- Born: 6 July 1924 Barbados
- Died: 11 July 2016 (aged 92)
- Education: Gray's Inn
- Alma mater: Combermere School; Harrison College
- Occupations: Lawyer; politician; jurist
- Known for: Attorney-General of Barbados; former Chief Justice of the Turks and Caicos Islands

= Frederick Smith (Barbadian barrister) =

Barbadian politician

Sir Frederick Smith, KA, MBE, QC (6 July 1924 – 11 July 2016) was the former Attorney-General of Barbados and former Chief Justice of the Turks and Caicos Islands 1987–1990, President of the Court of Appeal of Grenada and assistant Attorney General of British Cameroons.

He was born in Barbados, the son of Cecil Gladstone Smith and his wife Lilian Angelique and was educated at Combermere School (1934 to 1936) and Harrison College (1936 to 1944). He went to the United Kingdom to study law at Gray's Inn in 1949 and established a private practice (Smith and Smith) upon returning to Barbados in 1952 with his brother Vernon Smith QC.

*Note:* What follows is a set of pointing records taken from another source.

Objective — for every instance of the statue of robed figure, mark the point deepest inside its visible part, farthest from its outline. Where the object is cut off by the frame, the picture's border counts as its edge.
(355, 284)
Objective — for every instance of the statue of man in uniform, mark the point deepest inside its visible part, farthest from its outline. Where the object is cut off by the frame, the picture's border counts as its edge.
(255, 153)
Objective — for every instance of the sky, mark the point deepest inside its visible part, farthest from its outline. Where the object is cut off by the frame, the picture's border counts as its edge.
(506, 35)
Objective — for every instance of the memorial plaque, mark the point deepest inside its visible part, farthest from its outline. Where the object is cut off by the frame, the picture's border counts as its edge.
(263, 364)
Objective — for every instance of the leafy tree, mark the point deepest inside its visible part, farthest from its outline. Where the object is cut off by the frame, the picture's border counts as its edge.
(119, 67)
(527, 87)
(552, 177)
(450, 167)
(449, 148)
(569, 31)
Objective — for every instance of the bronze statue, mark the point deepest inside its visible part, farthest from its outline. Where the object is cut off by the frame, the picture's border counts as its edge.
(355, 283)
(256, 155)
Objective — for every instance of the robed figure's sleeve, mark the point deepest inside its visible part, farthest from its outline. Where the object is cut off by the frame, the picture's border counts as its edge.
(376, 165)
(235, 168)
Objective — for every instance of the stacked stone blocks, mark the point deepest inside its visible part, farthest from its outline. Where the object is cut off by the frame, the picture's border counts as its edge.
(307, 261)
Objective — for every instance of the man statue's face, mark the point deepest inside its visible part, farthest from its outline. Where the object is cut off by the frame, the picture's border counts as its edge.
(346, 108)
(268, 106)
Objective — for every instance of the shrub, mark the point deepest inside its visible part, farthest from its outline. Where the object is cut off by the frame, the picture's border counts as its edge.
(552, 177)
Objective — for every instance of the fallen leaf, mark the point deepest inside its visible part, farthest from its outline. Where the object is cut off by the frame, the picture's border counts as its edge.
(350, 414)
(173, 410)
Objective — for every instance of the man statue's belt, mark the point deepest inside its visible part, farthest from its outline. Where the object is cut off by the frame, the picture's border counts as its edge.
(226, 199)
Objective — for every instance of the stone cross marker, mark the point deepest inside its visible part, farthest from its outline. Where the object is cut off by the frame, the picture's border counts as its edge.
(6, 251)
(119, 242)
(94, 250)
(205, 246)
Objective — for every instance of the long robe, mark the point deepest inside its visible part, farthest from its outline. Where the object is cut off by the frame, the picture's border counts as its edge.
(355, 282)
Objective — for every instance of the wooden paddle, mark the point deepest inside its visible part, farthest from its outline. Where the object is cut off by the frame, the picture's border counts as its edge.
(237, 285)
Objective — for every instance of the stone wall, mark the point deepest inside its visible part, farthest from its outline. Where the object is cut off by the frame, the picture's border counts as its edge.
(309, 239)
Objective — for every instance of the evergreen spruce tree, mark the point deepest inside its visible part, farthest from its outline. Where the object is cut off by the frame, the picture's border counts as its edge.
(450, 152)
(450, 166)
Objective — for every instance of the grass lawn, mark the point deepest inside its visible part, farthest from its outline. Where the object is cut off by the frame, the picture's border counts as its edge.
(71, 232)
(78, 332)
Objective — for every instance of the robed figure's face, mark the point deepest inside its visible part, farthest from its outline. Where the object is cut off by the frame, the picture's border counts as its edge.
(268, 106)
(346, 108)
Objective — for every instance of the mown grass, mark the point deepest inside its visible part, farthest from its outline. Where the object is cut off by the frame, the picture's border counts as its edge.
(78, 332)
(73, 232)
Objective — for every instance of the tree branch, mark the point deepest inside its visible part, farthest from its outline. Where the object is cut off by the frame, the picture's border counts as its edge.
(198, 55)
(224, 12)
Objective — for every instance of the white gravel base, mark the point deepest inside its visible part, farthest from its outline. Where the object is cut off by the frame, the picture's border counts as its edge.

He worked in Jamaica and directly with the British Foreign Office on revising the Cayman Islands constitution.

Smith was a founding member of the Barbados-based Democratic Labour Party. He
served on the first Provisional General Council and as the first party chairman from 1955 to 1956 after which he was elected to the Barbados House of Assembly. He served as Attorney General of Barbados from 1966 to 1971. He briefly served as leader of the opposition and the DLP from 1976 until returning the mantle to the previous party leader Errol Barrow in 1978. He was knighted by Queen Elizabeth II in November 1987.

Sir Frederick was outspoken in saying it is time for Barbados to do away with its affiliation with the Barbadian monarchy and to become an independent republic.